You are viewing a plain text version of this content. The canonical link for it is here.
Posted to user@nutch.apache.org by zhang gaozhi <ga...@teltel.com> on 2007/12/06 15:51:40 UTC
Question about nutch and solr
Dear,
Now, i am looking into the nutch, solr, lucence and hadoop.
Because the nutch can work with hadoop and our application is
special, we want to use the nucth to do the index about the xml format file,
and store the index files into hadoop. Thenly, we use the solr to do
seaching from index files in hadoop.
My question is whether the nutch can work well for that or not. If
not, what do we need to do ?
Thanks for your reply.
thanks
gaozhi
Re: Question about nutch and solr
Posted by Enis Soztutar <en...@gmail.com>.
Hi,
To clarify things a bit, let me explain lucene and her children a bit.
Lucene : an inverted indexing library,
Solr : a kind of index server application, that wraps and extends
the capabilities of lucene.
Hadooop : an implementation of mapreduce and DFS
Nutch : a search engine build on top of hadoop , lucene, and solr(very
soon).
Your architecture will very much depend on your schema of your data and
the way you will use it. You can store your data in DFS(hadoop), use
nutch to build the index(either by lucene or solr). Then serve the index
using either solr or nutch. But you have to copy the indexes to
local(serving indexes from dfs is very slow).

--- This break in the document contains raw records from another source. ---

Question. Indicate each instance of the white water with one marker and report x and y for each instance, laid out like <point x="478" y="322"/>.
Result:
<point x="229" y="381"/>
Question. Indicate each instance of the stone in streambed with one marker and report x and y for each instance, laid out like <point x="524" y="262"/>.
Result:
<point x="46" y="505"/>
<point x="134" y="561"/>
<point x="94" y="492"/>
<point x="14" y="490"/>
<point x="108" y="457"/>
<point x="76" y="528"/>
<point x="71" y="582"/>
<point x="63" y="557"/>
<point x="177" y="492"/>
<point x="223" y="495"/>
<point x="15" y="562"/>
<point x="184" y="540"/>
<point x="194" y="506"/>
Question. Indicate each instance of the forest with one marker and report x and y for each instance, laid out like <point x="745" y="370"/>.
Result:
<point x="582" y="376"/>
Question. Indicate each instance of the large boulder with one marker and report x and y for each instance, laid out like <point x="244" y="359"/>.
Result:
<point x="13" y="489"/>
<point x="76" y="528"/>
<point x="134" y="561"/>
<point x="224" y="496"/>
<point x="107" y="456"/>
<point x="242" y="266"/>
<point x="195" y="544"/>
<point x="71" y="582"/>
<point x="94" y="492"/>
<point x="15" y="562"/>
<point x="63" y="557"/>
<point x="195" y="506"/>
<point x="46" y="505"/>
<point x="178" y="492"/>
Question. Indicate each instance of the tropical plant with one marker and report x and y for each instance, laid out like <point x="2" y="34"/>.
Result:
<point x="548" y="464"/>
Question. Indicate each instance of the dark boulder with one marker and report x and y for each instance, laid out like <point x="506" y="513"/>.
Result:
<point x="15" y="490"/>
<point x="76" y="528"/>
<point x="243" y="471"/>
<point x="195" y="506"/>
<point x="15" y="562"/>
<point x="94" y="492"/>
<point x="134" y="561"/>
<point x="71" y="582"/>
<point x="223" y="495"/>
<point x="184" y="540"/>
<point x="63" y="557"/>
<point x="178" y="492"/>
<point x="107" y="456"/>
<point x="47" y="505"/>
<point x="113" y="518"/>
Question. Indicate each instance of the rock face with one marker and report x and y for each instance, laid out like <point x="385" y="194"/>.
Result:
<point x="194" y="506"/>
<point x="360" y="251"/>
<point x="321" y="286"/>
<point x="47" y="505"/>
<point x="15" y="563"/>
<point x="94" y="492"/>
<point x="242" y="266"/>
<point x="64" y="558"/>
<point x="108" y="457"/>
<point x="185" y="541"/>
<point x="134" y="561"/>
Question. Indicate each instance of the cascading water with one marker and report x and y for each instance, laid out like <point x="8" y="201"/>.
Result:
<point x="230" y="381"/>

I think it is better you
give some more insight about your problem and your data.
zhang gaozhi wrote:
> Dear,
>
> Now, i am looking into the nutch, solr, lucence and hadoop.
> Because the nutch can work with hadoop and our application is
> special, we want to use the nucth to do the index about the xml format file,
> and store the index files into hadoop. Thenly, we use the solr to do
> seaching from index files in hadoop.
> My question is whether the nutch can work well for that or not. If
> not, what do we need to do ?
> Thanks for your reply.
>
> thanks
>
> gaozhi
>
>